María Clara Vargas, cembalista y directora de Extensión Cultural de la UCR, se encargó de la investigación de esta otra cara de Echandi.
"Él comenzó a estudiar guitarra y cuando se fue a Alemania siguió estudiante música en el Conservatorio de Leipzig. Se casó con una muchacha alemana que era pianista (Elsa). Cuando Echandi regresa a Costa Rica participa en las asociaciones musicales que se reunieron para dar a conocer un nuevo repertorio diferentes a la música de salón", detalló Vargas.
Echandi formó parte de la Asociación de Cultura Musical y director de Extensión Cultural en el Colegio de Señoritas.
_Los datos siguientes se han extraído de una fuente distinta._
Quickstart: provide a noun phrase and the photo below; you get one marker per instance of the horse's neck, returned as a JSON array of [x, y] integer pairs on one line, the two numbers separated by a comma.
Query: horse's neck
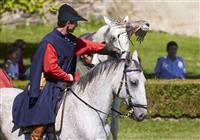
[[99, 35]]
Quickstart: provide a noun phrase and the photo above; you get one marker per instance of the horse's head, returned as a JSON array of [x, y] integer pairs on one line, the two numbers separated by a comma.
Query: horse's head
[[139, 28], [132, 87], [116, 35]]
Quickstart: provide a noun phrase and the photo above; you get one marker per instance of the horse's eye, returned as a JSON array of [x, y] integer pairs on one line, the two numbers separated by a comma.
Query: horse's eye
[[134, 82], [113, 39]]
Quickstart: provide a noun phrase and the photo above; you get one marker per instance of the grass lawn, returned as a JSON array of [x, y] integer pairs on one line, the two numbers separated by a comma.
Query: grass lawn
[[185, 129], [153, 46]]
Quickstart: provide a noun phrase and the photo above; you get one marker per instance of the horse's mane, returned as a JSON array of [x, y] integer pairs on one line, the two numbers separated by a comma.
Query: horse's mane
[[104, 67]]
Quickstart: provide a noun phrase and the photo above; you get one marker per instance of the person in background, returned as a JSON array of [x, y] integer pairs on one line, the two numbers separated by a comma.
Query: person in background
[[28, 70], [170, 66], [5, 80], [11, 65], [20, 45]]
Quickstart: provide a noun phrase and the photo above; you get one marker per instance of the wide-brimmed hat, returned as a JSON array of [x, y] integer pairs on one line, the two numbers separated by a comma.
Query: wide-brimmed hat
[[67, 13]]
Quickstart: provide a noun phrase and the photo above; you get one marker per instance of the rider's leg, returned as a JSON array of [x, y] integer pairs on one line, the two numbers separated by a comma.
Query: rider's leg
[[114, 123], [37, 132]]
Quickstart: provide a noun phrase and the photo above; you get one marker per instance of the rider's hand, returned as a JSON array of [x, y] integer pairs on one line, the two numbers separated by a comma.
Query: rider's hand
[[112, 51], [71, 78]]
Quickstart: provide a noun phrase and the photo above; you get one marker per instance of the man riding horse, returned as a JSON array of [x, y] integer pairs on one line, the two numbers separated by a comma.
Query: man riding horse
[[55, 60]]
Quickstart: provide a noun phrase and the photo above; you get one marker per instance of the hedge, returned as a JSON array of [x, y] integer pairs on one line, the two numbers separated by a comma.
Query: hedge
[[167, 98]]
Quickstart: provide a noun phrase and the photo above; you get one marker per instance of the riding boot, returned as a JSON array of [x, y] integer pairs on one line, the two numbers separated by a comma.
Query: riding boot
[[37, 132]]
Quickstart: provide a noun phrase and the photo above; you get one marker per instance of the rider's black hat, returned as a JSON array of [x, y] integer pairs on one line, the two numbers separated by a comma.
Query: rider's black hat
[[67, 13]]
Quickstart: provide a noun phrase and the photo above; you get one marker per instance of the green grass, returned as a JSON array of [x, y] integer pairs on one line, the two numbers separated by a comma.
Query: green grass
[[153, 46], [185, 129]]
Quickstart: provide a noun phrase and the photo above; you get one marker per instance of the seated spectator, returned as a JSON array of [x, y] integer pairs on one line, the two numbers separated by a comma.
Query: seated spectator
[[11, 65], [20, 44], [170, 66], [5, 81], [28, 70]]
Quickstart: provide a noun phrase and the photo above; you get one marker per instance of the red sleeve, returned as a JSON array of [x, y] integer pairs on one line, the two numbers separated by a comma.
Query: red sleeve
[[50, 64], [87, 46]]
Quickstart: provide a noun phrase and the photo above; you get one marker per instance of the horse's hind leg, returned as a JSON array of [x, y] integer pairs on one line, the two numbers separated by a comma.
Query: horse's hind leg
[[114, 123]]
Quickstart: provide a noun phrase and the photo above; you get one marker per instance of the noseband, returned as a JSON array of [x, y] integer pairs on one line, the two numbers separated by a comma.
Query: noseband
[[124, 81]]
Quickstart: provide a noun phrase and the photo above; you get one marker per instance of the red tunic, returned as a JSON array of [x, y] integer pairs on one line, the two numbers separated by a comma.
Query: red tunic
[[50, 61]]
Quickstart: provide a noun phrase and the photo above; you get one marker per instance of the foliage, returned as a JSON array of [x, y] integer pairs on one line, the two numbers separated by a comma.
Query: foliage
[[182, 129], [166, 98], [153, 46], [174, 98]]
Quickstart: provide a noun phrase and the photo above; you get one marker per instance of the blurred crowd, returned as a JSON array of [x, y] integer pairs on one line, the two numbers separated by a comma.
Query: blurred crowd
[[170, 66]]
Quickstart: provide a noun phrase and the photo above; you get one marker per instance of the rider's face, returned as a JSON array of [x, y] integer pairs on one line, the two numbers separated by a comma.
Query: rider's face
[[71, 25]]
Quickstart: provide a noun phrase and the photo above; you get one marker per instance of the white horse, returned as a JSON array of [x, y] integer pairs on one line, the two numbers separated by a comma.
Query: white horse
[[122, 78], [117, 34]]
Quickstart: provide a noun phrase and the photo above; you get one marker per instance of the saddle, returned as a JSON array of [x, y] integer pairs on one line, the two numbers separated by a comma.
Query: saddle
[[52, 129]]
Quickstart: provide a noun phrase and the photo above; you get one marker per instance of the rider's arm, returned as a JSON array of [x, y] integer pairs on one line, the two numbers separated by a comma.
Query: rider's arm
[[51, 67], [87, 46]]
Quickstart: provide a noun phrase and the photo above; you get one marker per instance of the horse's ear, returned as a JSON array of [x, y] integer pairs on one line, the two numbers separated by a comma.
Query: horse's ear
[[135, 56], [128, 58], [107, 20], [126, 19]]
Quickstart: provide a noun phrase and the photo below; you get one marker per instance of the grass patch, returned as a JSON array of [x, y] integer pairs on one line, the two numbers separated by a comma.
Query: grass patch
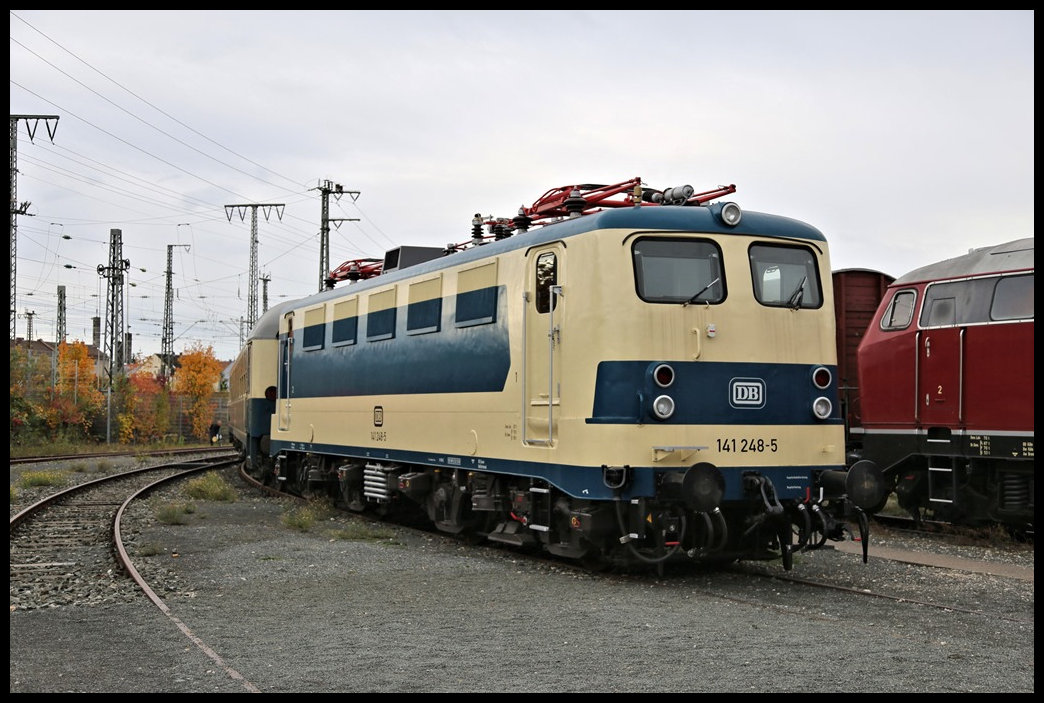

Además, su casa se convirtió en un centro muy importante ya que él y su esposa organizaban veladas musicales.
"Él fue fundamental para la futura profesionalización musical en Costa Rica, ya que esas asociaciones musicales de finales del siglo XIX y principio de siglo XX sentaron las bases para crear un Conservatorio Nacional de Música y la Orquesta Sinfónica Nacional", manifestó la especialista.
Junto a un festival en la plaza frente al museo y la inauguración del Jardín de Escultura, la exposición conmemorará el cuarto de siglo del MAC. Así, Echandi queda retratado por todos los ángulos.
Para visitas guiadas
El Museo de Arte Costarricense (MAC) tiene un programa de visitas guiadas para estudiantes de primaria, secundaria y universidad, en esta exposición, informó María Elena Masísde Proyección Museológica.
Los interesados deben sacar una cita al Departamento de Proyección Museológica a través de los teléfonos 222-7155 ó 222-7932.
El MAC está abierto de martes a sábado, de 10 a. m. a 4 p. m. y domingos de 10 a. m. a 2 p. m.